According to data released by the government, there were a total of 464,000 new home sales for the month of November. This was down 2.1% from the previous month but still very promising by many estimates. Sales of new homes remained up 17% when compared to 2012.
Concerns Over Rising Rates
The news comes shortly after the Federal Reserve finally announced that it would begin tapering the stimulus that it has been providing to the economy. Ben Bernanke, the Chairman of the Federal Reserve, said that he remains optimistic about the sustainability of the economic recovery. Accordingly, the Fed will begin to withdrawal about $10 billion dollars every month of stimulus money.
Officials at the Federal Reserve have expressed concerns for a long time that an increase in interest rates could undermine the housing recovery. But so far the markets have seemed to grow accustomed to the new rates without significant problems.
RDQ Economics analysts have written that the data suggests the housing market remains healthy going into the New Year. “The data fit the narrative that the mid-summer backup in rates initially hit home sales…but the sticker shock effect quickly wore off,” they said.
Home Sales in the Coming Year
Aside from housing data, there are other signs which would seem to point to further improvements in new homes sales. Unemployment continues to fall as the labor markets are on a path to gradual recovery and consumer confidence continues to rise.
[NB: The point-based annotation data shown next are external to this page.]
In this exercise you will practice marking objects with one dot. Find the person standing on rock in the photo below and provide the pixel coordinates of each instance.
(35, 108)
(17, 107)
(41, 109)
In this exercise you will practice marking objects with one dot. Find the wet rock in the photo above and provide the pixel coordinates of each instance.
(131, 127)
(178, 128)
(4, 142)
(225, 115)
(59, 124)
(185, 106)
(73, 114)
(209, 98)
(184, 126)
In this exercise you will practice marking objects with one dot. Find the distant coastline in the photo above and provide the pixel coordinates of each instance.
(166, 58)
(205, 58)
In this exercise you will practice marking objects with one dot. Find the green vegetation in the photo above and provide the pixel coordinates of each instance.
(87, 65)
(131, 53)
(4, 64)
Businesses remain generally optimistic about the general health of the housing recovery and have been more willing to invest than in years past. “Businesses have been sidelined for quite some time, hesitant to invest in equipment, structures and certainly employees,” said Lindsey M. Piegza, chief economist at the investment banking and brokerage firm Sterne, Agee & Leach, in a research note. “However, as certainty appears to have returned to Washington in terms of spending and tax policy — at least through 2015 — businesses (and consumers) are beginning to loosen their purse strings, particularly amid improving global demand.”
It’s worth mentioning that the housing recovery hasn’t been felt equally in all areas. For example, there is a tremendous disparity between home sales in the West and Midwest. Home sales in the West rose by an extremely healthy 31.1% whereas home sales in the Midwest fell by 26.6%. Areas in the South also experienced a decline in home sales by around 9%.
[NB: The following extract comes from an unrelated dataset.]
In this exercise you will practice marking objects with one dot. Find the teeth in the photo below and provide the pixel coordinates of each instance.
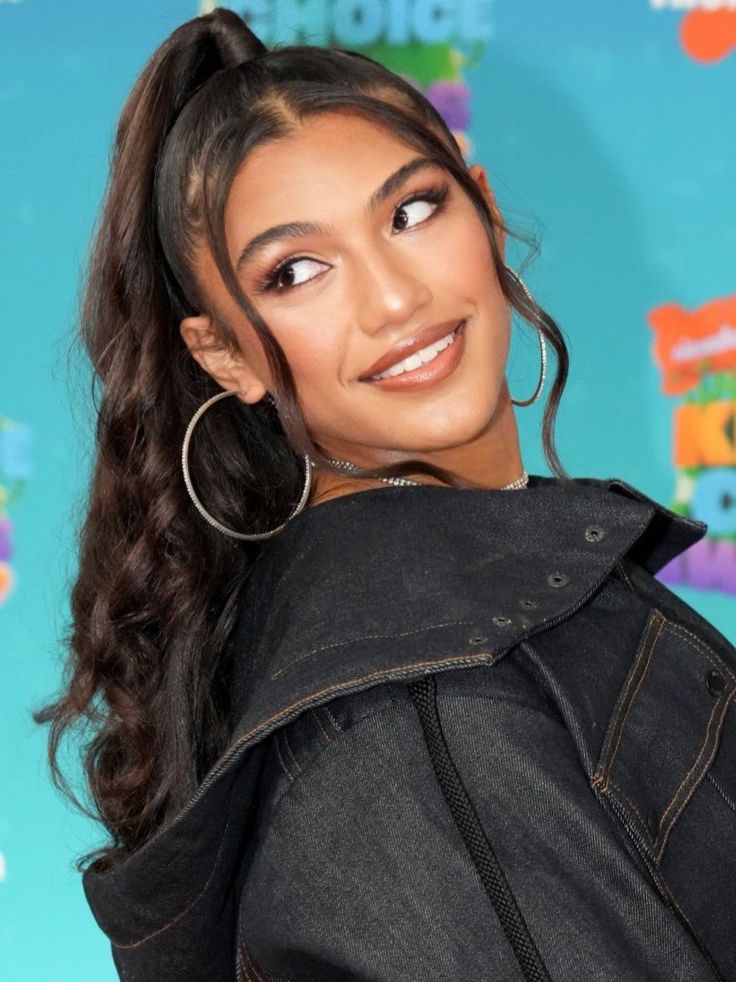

There are, however, new lending rules scheduled to take effect in the coming year which will make it more difficult to get a loan. The new regulations are part of the Dodd-Frank act which was passed with the stated purpose of making it less likely that another economic crash would occur. The new rules will take effect in January, so there is still a tiny window of opportunity to be had in applying for a loan in the coming days.